Authored by mharbison72 on Dec 23 2019, 2:47 AM.

Details

Summary

Trying to validate the fulltext of an external revision causes missing blobs to
be downloaded and cached. Since the downloads aren't batch prefetched[1] and
aren't compressed, this can be expensive both in terms of time and space.

I made this a tri-state instead of a simple bool because there's an existing
(undocumented) config to handle this, and it would be weird if hg verify were
to suddenly start ignoring that config but an hg recover initiated verify
honors it. Since this uses the same config setting, it too will skip
rename verification (which requires fulltext, but not for LFS).

[1] https://www.mercurial-scm.org/pipermail/mercurial-devel/2018-April/116118.html

Diff Detail

Repository
rHG Mercurial
Lint
Automatic diff as part of commit; lint not applicable.
Unit
Automatic diff as part of commit; unit tests not applicable.

Event Timeline

mharbison72 created this revision.Dec 23 2019, 2:47 AM
pulkit added a subscriber: pulkit.Dec 23 2019, 12:06 PM
pulkit added inline comments.
hgext/lfs/__init__.py
408

IIUC, we can have a --lfs flag and --no-lfs will work.

Also by default, we may not want to verify large files content?

indygreg requested changes to this revision.Dec 23 2019, 12:32 PM
indygreg added a subscriber: indygreg.

Per Pulkit's review, please change the argument to --lfs, as --no-lfs should automatically work.

Also, I didn't realize verify.skipflags existed and exposes low-level bit flags of revlog storage. That's a massive abstraction leak and I'd be in favor of reinventing that feature so it worked based on string feature names.

This revision now requires changes to proceed.Dec 23 2019, 12:32 PM

Per Pulkit's review, please change the argument to --lfs, as --no-lfs should automatically work.

Does my response to @pulkit change your mind any? (Not sure how familiar you are with the lfs internals- I apparently forgot a lot myself).

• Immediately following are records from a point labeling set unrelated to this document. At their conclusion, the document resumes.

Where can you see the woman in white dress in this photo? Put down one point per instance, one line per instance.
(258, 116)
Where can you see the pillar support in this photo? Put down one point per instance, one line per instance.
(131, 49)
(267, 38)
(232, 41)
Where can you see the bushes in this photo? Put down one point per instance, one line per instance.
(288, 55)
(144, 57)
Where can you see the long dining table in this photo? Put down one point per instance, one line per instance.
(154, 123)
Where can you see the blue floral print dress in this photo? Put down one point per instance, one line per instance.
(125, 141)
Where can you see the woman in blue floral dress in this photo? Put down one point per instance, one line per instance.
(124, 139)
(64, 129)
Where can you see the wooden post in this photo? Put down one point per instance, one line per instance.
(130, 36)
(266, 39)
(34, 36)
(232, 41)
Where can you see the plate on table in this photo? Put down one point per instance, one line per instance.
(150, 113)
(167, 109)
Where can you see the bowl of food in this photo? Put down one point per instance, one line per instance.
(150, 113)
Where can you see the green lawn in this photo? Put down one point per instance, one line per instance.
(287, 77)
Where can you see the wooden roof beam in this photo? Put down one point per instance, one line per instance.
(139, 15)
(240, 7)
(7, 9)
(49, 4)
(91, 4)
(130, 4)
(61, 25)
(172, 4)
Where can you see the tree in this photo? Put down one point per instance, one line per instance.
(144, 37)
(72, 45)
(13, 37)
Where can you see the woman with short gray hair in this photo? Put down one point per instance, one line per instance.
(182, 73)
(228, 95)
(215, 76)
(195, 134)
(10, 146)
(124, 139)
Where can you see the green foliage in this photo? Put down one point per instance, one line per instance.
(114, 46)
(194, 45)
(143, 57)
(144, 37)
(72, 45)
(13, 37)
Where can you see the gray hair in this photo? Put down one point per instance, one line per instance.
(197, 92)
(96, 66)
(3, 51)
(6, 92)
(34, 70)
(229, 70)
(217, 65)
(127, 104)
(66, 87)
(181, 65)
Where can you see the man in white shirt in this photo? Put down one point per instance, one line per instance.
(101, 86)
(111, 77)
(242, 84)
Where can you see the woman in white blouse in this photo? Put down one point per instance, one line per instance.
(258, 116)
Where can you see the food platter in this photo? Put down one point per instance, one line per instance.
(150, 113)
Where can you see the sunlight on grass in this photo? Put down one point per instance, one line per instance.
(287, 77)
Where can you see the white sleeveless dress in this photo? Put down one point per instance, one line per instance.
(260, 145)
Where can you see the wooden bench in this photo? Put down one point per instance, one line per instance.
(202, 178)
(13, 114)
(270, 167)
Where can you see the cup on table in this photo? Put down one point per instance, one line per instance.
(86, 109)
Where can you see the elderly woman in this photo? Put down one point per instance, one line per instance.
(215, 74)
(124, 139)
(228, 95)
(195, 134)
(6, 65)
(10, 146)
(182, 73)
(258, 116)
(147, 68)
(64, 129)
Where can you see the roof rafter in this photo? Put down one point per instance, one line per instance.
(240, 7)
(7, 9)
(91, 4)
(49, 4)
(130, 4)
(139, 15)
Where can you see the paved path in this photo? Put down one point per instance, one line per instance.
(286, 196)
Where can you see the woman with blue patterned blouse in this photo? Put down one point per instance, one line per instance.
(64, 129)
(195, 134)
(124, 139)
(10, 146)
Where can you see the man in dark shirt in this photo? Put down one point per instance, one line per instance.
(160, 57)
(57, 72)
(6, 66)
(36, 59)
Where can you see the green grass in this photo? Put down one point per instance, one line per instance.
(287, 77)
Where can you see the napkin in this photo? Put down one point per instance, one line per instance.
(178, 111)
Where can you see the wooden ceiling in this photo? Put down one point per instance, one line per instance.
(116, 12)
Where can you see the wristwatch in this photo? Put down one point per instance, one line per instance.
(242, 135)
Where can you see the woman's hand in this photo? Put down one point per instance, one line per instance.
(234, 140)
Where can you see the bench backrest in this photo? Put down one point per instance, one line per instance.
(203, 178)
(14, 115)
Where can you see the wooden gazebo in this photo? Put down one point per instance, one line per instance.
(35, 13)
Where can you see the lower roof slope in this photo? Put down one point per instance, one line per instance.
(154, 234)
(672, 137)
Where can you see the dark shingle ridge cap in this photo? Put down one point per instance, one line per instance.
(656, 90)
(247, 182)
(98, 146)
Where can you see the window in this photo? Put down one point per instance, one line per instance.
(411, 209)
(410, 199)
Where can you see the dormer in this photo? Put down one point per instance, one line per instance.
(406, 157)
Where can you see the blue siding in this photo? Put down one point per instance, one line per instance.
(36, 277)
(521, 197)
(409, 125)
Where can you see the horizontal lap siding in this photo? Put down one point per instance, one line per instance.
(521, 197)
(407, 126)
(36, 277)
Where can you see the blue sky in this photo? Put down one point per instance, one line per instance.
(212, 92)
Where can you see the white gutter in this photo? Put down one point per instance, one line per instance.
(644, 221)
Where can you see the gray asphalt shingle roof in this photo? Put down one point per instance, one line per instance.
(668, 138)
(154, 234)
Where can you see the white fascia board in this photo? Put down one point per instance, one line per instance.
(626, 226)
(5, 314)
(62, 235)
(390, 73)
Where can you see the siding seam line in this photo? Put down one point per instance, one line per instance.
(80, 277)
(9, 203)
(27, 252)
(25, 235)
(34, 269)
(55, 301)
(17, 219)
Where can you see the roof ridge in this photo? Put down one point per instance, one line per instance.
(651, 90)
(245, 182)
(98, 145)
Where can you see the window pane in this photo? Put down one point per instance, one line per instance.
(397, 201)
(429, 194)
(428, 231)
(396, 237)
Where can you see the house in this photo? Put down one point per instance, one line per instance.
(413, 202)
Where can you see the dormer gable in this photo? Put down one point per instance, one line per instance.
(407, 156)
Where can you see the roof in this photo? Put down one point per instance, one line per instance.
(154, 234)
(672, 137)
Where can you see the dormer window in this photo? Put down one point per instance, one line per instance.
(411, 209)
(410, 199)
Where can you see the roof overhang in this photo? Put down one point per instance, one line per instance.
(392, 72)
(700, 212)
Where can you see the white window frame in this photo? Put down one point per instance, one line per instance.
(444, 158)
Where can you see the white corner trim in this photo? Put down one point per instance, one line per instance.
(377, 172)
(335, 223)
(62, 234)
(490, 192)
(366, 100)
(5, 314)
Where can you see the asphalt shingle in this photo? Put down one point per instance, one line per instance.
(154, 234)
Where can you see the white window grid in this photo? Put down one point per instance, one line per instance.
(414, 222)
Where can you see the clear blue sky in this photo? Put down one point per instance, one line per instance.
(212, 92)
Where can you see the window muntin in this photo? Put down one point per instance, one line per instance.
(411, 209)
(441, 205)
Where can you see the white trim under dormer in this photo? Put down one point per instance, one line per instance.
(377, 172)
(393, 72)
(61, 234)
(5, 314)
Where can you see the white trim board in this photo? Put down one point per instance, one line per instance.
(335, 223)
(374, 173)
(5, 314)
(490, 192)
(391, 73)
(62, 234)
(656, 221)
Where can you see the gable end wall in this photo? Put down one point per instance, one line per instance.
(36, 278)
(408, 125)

Also, I didn't realize verify.skipflags existed and exposes low-level bit flags of revlog storage. That's a massive abstraction leak and I'd be in favor of reinventing that feature so it worked based on string feature names.

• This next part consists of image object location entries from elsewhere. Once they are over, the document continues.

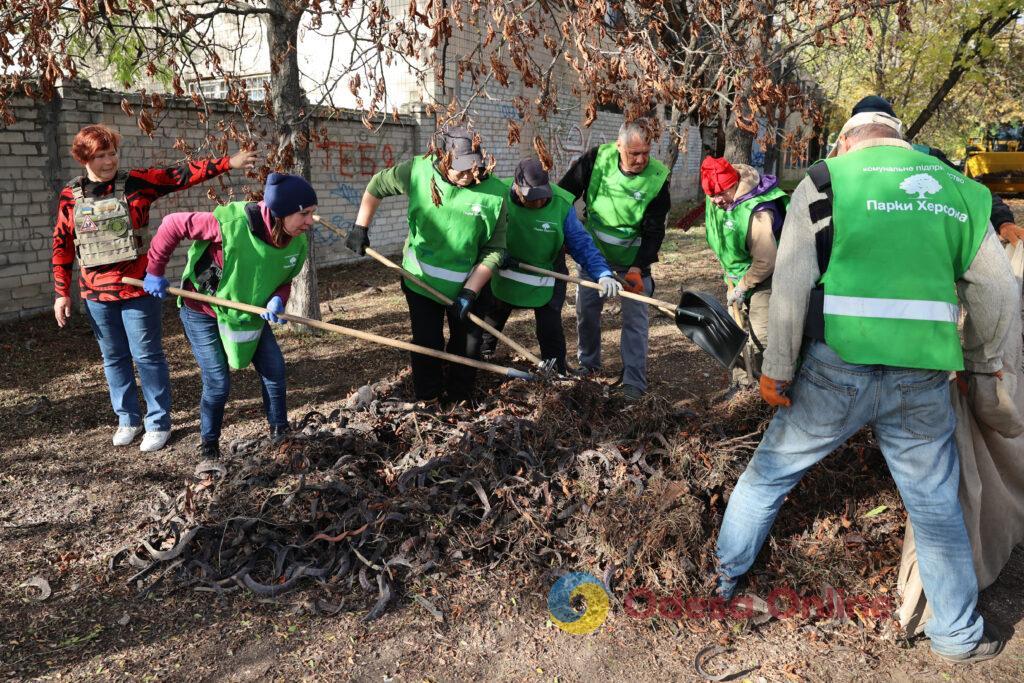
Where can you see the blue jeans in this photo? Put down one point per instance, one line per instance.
(209, 351)
(127, 331)
(633, 340)
(912, 419)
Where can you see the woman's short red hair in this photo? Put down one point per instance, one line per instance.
(93, 139)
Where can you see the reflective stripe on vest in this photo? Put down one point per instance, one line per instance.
(726, 231)
(444, 241)
(237, 335)
(253, 269)
(536, 237)
(906, 228)
(906, 309)
(526, 279)
(616, 204)
(433, 270)
(612, 240)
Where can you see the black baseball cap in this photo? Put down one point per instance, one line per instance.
(531, 180)
(873, 103)
(459, 141)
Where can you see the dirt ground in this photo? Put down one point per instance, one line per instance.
(69, 500)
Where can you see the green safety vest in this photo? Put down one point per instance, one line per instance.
(535, 237)
(615, 204)
(906, 228)
(727, 230)
(444, 242)
(253, 270)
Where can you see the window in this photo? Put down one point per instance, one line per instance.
(217, 89)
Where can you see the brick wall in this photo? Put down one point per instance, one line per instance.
(35, 163)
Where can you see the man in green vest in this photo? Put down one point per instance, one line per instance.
(457, 223)
(743, 215)
(1001, 216)
(543, 225)
(627, 196)
(882, 245)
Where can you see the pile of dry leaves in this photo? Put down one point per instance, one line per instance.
(536, 479)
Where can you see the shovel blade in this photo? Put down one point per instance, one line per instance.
(708, 324)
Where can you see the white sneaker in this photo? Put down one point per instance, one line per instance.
(154, 441)
(125, 435)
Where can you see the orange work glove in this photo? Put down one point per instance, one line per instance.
(634, 282)
(773, 392)
(1011, 232)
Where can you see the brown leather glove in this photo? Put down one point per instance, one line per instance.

Any thumbnail sketch of what this should look like? Having to know that things are externally stored or that rename checking has special requirements for example, also seems leaky to a lesser degree. I was surprised that revlog bits were being passed around like this too. My plan is/was to add an lfs configbool that's documented, which could toggle this on or off, so users don't need to know bit patterns. (I was also surprised that hex numbers in the config don't work, and it pukes when you fetch the value.) Obviously I wouldn't want the lack of --lfs or --no-lfs to override this. IDK if it's better to have an LFS config for it's bit, and then another for that other bit... or some setting that is a list of skip names. I assume whatever pattern is designed here would influence the internal replacement.

hgext/lfs/__init__.py
408

The way it is now, both --lfs and --no-lfs are accepted. I actually started with --lfs, defaulting to on, but then changed it and forget why. I'll try to figure that out today, but it may have been the code was simpler when defaulting to verifying the blobs and honoring the config setting. It may have also had to do with shifting to verifying the locally accessible blobs later in the series. I didn't want to over complicate things with --none, --local-only, and --all. The options with largefiles are kind of annoying. I guess the question is, "What would an average user who doesn't know hg internals want/understand?"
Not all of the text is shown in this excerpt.